Not far from Sha Xi village, isolated from the common routes of public transport, is a little mystifying location in Jian Chuan County. The structures are built around and merged with the naturally existing caves on the flank of the cliff.

No travel agency has this place in its sightseeing package. To even get here, one has to know the location and drive there oneself. To outsiders, this place is unknown. If you are lucky, you can hitch a ride with a group of people from Yunnan University as we did.

The surrounding scenery is beautiful, with green pastures and tree landscapes that are reminiscent of a time long past, but somehow preserved like in a bubble, right here and now.

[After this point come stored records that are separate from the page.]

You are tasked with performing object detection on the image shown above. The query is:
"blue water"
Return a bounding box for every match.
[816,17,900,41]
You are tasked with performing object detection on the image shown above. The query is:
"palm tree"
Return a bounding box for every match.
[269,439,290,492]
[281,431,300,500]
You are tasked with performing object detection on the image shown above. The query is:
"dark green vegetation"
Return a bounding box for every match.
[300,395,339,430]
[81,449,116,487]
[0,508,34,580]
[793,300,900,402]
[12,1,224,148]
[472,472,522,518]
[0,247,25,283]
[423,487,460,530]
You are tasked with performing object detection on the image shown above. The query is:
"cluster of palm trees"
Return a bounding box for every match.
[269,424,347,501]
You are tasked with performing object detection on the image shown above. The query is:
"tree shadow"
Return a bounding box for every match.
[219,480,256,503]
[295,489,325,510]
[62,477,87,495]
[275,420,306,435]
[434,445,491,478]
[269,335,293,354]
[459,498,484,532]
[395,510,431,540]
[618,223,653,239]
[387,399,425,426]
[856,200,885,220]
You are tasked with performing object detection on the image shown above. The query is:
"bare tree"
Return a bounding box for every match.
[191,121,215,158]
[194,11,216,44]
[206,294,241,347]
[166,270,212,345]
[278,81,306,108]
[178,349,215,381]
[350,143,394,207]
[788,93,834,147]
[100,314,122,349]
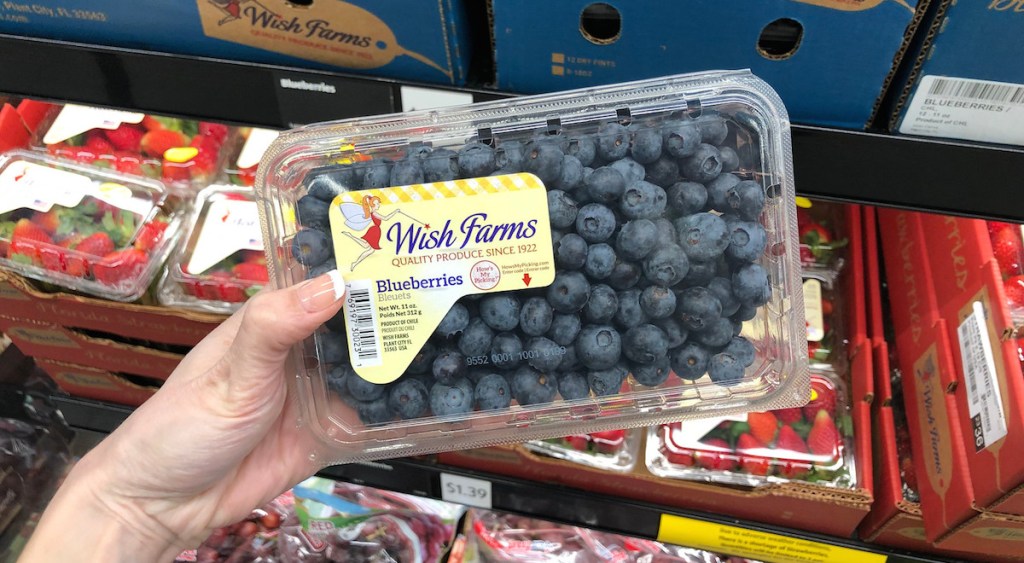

I can only describe the sensations, drawn from the brushes of air, the smell of the moist earth, and the vegetation, as being magical.

IMG_0887_Temple-on-Cliff_Wild-Monkey
Temple along the flank of a cliff. Not far from Sha Xi Village, Yunnan, China. (Image: Tony Ying via Nspirement)

After scaling the path and stairs that lead to the outlook, the view is simply mesmerizing. Overlooking a green valley, do not be surprised if some of the indigenous wild monkeys join you while you are taking in the stunning view and peaceful atmosphere that this more than 200-year-old cave dwelling radiates.

Apparently, this site even has the status of a cultural heritage place. Surprisingly, many of the historic sites in this region are still well preserved.

Ancient Tea Horse Road

Besides being home to numerous ethnic minorities, Yunnan Province was once transited by many merchants and their caravans. Most of them transported tea, which gave a network of caravan paths winding through the mountains of Sichuan, Yunnan, and Guizhou in Southwest China its well-known name, the “Tea Horse Road.”

The Li River and Jade Snow Mountain

Compared to the previously described remote areas we visited, this area, close to the Li River and Jade Snow Mountains is quite popular among tourists.

Yunnan Province, China. Photo: Tony Ying
Yunnan Province, China. (Image: Tony Ying via Nspirement)

Nearby, Linhai City’s concrete buildings and skyscrapers grow out of the ground like mushrooms after a rain. Linhai and its surroundings are well visited by tourists, who flock there to see the popular tourist attractions, among them, the famous golf course at the foot of the mountain.

Little Bridge crossing over the Li River, Yunnan, China. Photo: Tony Ying
Little Bridge crossing over the Li River, Yunnan, China. (Image: Tony Ying via Nspirement)

Linhai is a county-level city in Taizhou, Zhejiang Province situated on the banks of the Lin River in Eastern China.

Deciphering diversity

Did I encounter diversity? Yes. The different people in the different parts of Yunnan are like different sorts of flowers growing on a spring field, each with its own color and scent.

While there was much I learned about the Yunnan people and their habitat, there was more I learned about myself, being a part of it in a remotely seen way.

I wasn’t able to find an answer to every question, but every experience on my journey presented a key to a new door of wonderment and magic waiting for me to explore on my next journey, wherever it may take me.